Fact Vs Fiction


You might wonder what the picture could possibly have to do with the title well it was the catalyst for this post and I will explain why.
Two days ago I finished Raising Steam and thoroughly enjoyed it, I contemplated what to choose to read next and was tempted by my new Anne Rice book but knowing I had work and would be grumpy about having to put it down again so quickly I looked again and spotted the thin volume. A novella, only 75 pages perfect to read in a day, right? Oh how very wrong I was!
After several hours yesterday I have reached page 23. The reason you ask? I seriously misjudged the story!!!
I have read Henry James before ‘The Turn of the Screw’ etc and had never had too much difficulty but this one has me reading each sentence a dozen times to be sure I have it right.
They say never judge a book by its cover but to that they should add or by its size or author. Every book must be judged solely on its own merits.
I was guilty of assuming that a short novella would contain a straightforward story after all one would assume when words are at a premium the writer would get straight to the point but I was wrong. A third of the way through and while I have a grasp of the basic plot I find myself frequently looking back for things I have missed.
There will be those who will suggest that it is simply a bad story and possibly had it been written by an unknown author I possible would have thrown it aside after a few pages. But I know the author who wrote this is a great writer I have loved his other works. So then I must question if the fault lies with me as the reader? But again I have reasd his other work without issue.
So that leaves one possiblity – that the preconceptions I brought to the book from my expectations of its contents have marred the experience of reading it. So for now it shall slide back into the TBR pile until I am ready to take it down once more with a fully open mind.

Do you think your preconceptions have ever spoilt a book for you or stopped you reading one you later discovered you may have been wrong about?

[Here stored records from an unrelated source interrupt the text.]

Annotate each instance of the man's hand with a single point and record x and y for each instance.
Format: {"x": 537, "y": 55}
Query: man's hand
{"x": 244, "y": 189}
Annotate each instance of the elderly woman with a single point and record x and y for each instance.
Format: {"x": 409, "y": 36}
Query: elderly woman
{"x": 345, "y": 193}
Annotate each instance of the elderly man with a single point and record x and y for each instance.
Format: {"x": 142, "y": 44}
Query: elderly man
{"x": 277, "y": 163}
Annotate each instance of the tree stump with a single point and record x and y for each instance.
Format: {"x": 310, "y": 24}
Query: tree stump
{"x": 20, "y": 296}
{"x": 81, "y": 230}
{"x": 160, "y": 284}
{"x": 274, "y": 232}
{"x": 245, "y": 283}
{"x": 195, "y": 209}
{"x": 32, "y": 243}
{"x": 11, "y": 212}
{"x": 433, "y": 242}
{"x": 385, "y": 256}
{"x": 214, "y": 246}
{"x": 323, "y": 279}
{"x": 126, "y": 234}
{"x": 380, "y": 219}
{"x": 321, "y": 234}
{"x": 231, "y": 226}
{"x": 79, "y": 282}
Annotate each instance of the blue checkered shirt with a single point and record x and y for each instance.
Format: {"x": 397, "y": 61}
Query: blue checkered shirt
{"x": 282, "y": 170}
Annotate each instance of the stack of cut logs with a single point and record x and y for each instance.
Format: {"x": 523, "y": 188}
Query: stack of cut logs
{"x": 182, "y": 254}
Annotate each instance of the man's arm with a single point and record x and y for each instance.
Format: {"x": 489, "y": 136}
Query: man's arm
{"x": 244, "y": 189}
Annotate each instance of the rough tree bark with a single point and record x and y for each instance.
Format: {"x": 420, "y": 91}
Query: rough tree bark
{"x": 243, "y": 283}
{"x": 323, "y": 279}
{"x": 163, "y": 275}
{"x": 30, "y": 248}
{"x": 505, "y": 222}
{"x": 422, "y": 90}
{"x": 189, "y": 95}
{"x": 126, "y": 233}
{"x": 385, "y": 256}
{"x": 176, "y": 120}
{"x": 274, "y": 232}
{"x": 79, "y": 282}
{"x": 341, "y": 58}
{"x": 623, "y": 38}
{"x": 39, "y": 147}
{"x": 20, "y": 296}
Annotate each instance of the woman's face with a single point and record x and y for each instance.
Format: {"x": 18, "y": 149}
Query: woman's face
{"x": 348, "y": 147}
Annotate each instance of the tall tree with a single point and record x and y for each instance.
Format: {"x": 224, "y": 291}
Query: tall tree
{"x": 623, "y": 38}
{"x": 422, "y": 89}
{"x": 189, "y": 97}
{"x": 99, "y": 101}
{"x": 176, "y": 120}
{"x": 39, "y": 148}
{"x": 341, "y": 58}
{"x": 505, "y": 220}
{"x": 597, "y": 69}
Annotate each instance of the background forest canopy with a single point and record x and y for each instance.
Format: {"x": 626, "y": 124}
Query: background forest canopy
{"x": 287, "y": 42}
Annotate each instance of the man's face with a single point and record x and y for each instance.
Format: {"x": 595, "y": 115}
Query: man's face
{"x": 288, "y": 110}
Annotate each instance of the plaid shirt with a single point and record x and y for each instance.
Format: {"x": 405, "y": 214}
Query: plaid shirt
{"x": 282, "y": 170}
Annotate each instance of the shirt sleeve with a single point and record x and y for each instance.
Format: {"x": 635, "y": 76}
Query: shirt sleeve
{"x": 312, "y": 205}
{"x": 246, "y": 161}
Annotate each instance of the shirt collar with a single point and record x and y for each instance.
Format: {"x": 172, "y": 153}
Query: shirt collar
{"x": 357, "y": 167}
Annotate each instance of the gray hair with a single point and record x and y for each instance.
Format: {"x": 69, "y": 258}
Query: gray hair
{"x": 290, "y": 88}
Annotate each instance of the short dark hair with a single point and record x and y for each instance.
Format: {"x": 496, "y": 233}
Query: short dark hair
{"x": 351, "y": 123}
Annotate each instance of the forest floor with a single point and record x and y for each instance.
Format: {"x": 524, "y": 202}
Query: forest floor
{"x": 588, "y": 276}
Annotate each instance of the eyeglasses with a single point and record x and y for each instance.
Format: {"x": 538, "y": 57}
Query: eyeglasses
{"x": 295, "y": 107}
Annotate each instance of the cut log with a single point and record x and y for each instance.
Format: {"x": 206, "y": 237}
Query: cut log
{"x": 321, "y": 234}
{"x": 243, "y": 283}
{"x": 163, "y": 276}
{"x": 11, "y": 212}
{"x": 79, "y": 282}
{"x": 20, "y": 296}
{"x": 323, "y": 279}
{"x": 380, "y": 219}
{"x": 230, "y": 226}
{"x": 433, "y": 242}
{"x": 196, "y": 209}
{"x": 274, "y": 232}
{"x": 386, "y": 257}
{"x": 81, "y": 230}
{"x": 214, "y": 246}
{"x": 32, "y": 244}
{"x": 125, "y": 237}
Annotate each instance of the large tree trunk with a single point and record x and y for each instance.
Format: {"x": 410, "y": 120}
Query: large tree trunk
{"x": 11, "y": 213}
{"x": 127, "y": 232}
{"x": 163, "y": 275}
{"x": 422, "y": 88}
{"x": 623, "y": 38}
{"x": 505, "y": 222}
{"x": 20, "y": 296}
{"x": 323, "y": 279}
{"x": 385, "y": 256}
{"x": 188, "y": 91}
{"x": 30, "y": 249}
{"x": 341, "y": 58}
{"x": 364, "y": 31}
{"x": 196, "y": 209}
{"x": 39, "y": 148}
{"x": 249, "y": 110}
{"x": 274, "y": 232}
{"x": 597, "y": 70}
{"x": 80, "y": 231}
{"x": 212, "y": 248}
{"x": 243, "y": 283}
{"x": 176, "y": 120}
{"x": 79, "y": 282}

Posted from WordPress for BlackBerry.

2 thoughts on “Preconceptions

  1. The first Pratchett book I read was Good Omens written with Neil Gaimen. When I started on the books he’d written alone I thought they might be along the same lines, but no, his imagination soared and brought a whole new world into play. I thought everything he did after that would go downhill but it never happened- until….I came across his books co-authored with someone else. My preconceptions were shattered. I could not / did not enjoy them half as much.
    Time to make allowances for his illness I didn’t expect the quality I was used to ever again but here he is, still on top of his game.
    xxx Massive Hugs xxx


  2. I looked at the sample of the book on Amazon, and I must admit, the writing is a bit daunting. I’ve read quite a few books from the late 1800s (because of homeschooling the kid), but I had a hard time with this one. I tend to read modern books now that aren’t very deep, so I rarely get caught with a preconceived notion.